Gilbert Roux : Prenons un autre exemple. On va parler de rachat en quasi-usufruit sur les contrats d'assurance vie et de capitalisation qui ont été co-souscrits en démembrement. Est-ce que ce fameux article 774 bis du CGI a un impact dans ce cas-là ?
L'article 774 bis du CGI a-t-il un impact en cas de rachat en quasi-usufruit sur les contrats d'assurance vie et de capitalisation co-souscrits en démembrement ?
Alexandre Plat : En principe, s'agissant d'un démembrement simple, une telle opération ne rentre pas dans le champ d'application de l'article 774 bis du Code général des impôts. En revanche, s'il est décidé par les parties que l'usufruitier pourra effectuer un rachat sous forme de quasi-usufruit, alors l'opération sera susceptible de tomber dans le champ d'application de l'article 774 bis du Code général des impôts, sauf encore une fois à démontrer que l'opération ne poursuit pas un but principalement fiscal. Le BOFiP du 26 septembre 2024 est venu préciser que l'absence de but principalement fiscal pouvait être démontré par un faisceau d'indices tels que le temps qui s'est écoulé entre le démembrement de propriété et la mise en place du quasi-usufruit. On comprend que, plus il s'est écoulé un certain temps, plus le but principalement fiscal sera écarté. La doctrine de l'administration fiscale nous indique également que cette durée peut être appréciée à la lumière de la variation à la baisse de la valeur des biens démembrés,en prenant l'exemple d'un contrat de capitalisation qui sera investi sur des unités de compte, et pour revenir à la question du délai, les praticiens s'accordent sur une période entre un et trois ans. Deuxième critère, ce peut être les motivations patrimoniales qui justifient la création d'un quasi-usufruit, tel que le financement de dépenses d'hébergement pour l'usufruitier lorsque ce dernier ne bénéficie pas des liquidités nécessaires. Dernier critère, ce peut être aussi le degré de latitude de l'usufruitier à décider du report du démembrement sur le produit de cession. Autrement dit, plus le nu-propriétaire pourra démontrer l'exercice de ses droits, non seulement quant à la cession du bien et le report du démembrement sur le produit de cession, plus il pourra être démontré que l'opération ne poursuit pas un but principalement fiscal. J'attire l'attention sur le fait que concernant les contrats d'assurance vie et de capitalisation, nos conventions de démembrement, prévoient bien cet accord du nu-propriétaire en cas de rachat au-delà de la valorisation du contrat.
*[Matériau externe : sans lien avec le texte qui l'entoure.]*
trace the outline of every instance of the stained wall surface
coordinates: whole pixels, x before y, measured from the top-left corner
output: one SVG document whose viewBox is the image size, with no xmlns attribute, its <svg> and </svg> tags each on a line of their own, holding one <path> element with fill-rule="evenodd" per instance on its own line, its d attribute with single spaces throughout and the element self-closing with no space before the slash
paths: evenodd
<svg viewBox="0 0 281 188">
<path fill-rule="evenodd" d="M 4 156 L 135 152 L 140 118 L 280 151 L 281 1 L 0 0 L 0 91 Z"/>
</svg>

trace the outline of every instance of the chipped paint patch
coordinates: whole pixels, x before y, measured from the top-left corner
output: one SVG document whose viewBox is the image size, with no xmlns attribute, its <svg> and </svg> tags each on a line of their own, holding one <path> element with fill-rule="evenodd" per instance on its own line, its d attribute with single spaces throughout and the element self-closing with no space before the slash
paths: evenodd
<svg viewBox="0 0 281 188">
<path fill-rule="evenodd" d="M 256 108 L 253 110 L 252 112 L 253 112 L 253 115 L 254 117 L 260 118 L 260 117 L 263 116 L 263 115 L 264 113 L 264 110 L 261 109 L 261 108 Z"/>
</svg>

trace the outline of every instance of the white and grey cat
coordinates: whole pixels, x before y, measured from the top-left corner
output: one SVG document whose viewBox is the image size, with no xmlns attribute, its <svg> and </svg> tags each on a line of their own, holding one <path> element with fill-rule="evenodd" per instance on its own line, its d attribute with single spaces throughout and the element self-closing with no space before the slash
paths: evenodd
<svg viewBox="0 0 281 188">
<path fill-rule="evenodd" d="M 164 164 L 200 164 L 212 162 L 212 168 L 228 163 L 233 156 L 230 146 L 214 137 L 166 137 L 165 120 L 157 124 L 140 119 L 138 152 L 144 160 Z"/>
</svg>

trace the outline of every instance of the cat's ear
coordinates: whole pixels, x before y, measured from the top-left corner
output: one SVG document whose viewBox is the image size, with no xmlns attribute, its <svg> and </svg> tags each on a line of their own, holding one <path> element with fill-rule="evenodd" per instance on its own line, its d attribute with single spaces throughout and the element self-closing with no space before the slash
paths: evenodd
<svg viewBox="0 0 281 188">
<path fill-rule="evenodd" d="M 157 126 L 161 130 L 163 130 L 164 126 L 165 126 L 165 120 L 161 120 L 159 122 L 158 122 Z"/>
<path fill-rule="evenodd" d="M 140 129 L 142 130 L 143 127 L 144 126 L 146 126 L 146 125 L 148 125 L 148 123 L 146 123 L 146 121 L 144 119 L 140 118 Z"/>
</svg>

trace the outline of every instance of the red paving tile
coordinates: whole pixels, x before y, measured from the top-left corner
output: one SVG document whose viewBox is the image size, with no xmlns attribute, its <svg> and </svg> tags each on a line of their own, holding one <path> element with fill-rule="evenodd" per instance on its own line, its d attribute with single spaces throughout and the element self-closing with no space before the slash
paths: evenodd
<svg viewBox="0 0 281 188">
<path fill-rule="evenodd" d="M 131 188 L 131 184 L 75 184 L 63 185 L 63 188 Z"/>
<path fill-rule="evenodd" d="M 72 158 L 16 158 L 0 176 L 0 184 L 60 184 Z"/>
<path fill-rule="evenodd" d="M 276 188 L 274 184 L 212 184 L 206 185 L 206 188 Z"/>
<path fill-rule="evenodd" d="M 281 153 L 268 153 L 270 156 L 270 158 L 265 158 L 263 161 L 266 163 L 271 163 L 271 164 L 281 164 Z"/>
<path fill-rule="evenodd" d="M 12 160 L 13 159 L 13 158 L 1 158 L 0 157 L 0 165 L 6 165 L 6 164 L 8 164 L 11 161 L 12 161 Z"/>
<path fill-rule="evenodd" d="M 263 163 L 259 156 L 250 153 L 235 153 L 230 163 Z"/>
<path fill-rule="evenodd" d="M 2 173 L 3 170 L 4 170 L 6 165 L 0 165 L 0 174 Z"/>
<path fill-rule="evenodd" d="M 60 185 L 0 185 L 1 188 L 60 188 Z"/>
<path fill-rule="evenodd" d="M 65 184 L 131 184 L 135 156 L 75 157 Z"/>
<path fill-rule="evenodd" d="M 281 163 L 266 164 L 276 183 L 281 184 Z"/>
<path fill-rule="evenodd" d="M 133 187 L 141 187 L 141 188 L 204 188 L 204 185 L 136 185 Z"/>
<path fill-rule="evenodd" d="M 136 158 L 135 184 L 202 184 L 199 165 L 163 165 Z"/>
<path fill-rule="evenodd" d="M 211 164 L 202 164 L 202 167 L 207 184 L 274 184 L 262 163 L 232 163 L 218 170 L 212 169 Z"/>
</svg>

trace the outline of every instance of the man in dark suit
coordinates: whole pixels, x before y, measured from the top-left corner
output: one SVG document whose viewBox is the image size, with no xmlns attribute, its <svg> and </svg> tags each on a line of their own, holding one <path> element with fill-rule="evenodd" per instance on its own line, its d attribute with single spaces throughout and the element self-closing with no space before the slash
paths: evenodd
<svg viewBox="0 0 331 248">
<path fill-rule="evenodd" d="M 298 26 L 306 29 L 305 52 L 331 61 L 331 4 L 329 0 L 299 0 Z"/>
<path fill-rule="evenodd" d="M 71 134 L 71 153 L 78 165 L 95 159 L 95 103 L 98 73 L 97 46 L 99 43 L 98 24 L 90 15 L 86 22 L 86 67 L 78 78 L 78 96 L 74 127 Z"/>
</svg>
Gilbert Roux : Il y aura encore certainement beaucoup de choses à dire, mais nous arrivons au terme de ce podcast. Alexandre, un dernier mot de conclusion ?
Alexandre Plat : L'important effectivement, c'est la bonne rédaction des conventions de démembrement afin de matérialiser, de tracer l'intention des parties. Nous mettons à votre disposition ces documents via votre espace partenaires Finagora et le Chatbot Lia.
Gilbert Roux : Excellent conseil et rappelons également, Alexandre, que nos partenaires CGP courtiers peuvent s'adresser aussi à leur Chargé de Partenariat Régional pour avoir de plus amples informations et se mettre en relation avec vous et le service ingénierie patrimoniale. C'était un plaisir de vous recevoir aujourd'hui, pour cette première. Je vous dis merci et à bientôt.